With an already heavy forward roster, Mills and Perry inked a bevy of veteran forwards on one-year pacts except for Julius Randle, who they paid $73 million over three years, to join the fray. It made no sense then, and it makes even less sense now. The Knicks youth or core as some may call them have regressed, and I’ll repeat it. Their growth was stunted.
Knox and Trier have struggled to stick in Fizdale’s rotation because of veterans who have a higher price tag. Mitchell Robinson has drawn foul’s at an alarming rate. RJ Barrett is having too many responsibilities thrown his way this early on in his career, and the Knicks still have no clue if Dennis Smith Jr. or Frank Ntilikina is going to be the starting point guard.
Guys like Knox and Robinson are punished for mistakes on the court when veterans make the same mistake. I can understand the top brass would like to showcase the talents of the veterans on their roster so they can ship them to a playoff contender and acquire picks, prospects or salary relief, but this was not the right way to do it.
I would rather have seen the Knicks shell out less money on free agents, play the younger guys, and know that they will have a poor record and have the financial flexibility to take on poor contracts in exchange for future assets. Look at the Boston Celtics and Los Angeles Lakers and their asset pool over the last few years.
A roster full of rookies, second and third-year players along with established veterans seem like a recipe for disaster, and it has been especially when they are playing a majority of the minutes over the youth on a 4-16 team.

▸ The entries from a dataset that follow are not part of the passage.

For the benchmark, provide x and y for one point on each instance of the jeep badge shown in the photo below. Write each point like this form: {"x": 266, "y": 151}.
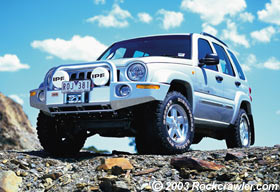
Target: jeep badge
{"x": 100, "y": 76}
{"x": 59, "y": 77}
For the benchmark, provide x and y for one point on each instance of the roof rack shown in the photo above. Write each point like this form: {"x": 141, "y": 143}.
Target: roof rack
{"x": 209, "y": 35}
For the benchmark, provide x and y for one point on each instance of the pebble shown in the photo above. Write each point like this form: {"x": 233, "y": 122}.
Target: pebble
{"x": 130, "y": 172}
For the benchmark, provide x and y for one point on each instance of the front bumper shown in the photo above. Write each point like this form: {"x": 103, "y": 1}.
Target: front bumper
{"x": 99, "y": 99}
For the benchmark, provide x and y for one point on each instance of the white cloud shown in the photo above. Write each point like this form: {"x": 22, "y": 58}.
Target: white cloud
{"x": 145, "y": 17}
{"x": 247, "y": 17}
{"x": 272, "y": 63}
{"x": 250, "y": 62}
{"x": 17, "y": 99}
{"x": 271, "y": 13}
{"x": 78, "y": 48}
{"x": 49, "y": 57}
{"x": 264, "y": 35}
{"x": 209, "y": 29}
{"x": 214, "y": 11}
{"x": 171, "y": 19}
{"x": 231, "y": 34}
{"x": 10, "y": 62}
{"x": 117, "y": 17}
{"x": 99, "y": 2}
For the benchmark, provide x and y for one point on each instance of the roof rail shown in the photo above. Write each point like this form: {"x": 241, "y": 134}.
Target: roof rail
{"x": 209, "y": 35}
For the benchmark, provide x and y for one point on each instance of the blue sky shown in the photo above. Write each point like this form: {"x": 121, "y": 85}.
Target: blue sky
{"x": 36, "y": 35}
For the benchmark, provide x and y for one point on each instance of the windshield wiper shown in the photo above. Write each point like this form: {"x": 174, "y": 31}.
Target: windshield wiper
{"x": 173, "y": 56}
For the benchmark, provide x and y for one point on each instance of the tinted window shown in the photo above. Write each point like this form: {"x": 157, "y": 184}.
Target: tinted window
{"x": 203, "y": 49}
{"x": 237, "y": 65}
{"x": 224, "y": 61}
{"x": 178, "y": 46}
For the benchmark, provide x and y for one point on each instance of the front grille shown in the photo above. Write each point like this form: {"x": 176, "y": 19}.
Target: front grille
{"x": 84, "y": 75}
{"x": 77, "y": 109}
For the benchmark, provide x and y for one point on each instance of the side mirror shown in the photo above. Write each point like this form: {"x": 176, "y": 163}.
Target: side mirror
{"x": 209, "y": 59}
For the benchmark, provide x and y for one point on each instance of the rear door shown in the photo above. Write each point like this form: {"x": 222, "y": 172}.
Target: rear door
{"x": 230, "y": 82}
{"x": 208, "y": 87}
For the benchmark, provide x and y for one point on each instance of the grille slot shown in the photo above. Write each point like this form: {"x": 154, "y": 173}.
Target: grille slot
{"x": 82, "y": 76}
{"x": 74, "y": 109}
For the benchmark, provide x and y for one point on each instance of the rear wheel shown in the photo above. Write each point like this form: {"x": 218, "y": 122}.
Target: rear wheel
{"x": 240, "y": 135}
{"x": 55, "y": 140}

Fizdale was in charge of starting the veterans, I get that, but there has to be front office pressure on him to continue playing them because there is no reason why the youngsters shouldn’t be playing.
The Knicks have played a quarter of their game this season and have proved they have no identity and after their last close call – a 113-104 loss to the Celtics at home in which the Knicks led by as much as nine points in the fourth quarter – are lacking a finisher or a guy that can take over to close out games.
My biggest critique on Fizdale was that he needed to make the Knicks a better free-throw shooting team. While it’s one of the essential elements of the game, the Knicks have lost at least five games at the free-throw line.
Per teamrankings.com, the Knicks own the Association’s worst free-throw percentage with an abysmal 67.4 percent from the charity stripe. To make matters worse, the Knicks have lost nine games by 10 points or less.
It’s hard to play revisionist history here, but you take away five of those losses the Knicks are 9-11, and firing Fizdale wouldn’t have been on the radar.
Sadly, Fizdale ends his time in New York with a 21-83 record. Fans and analysts have had enough!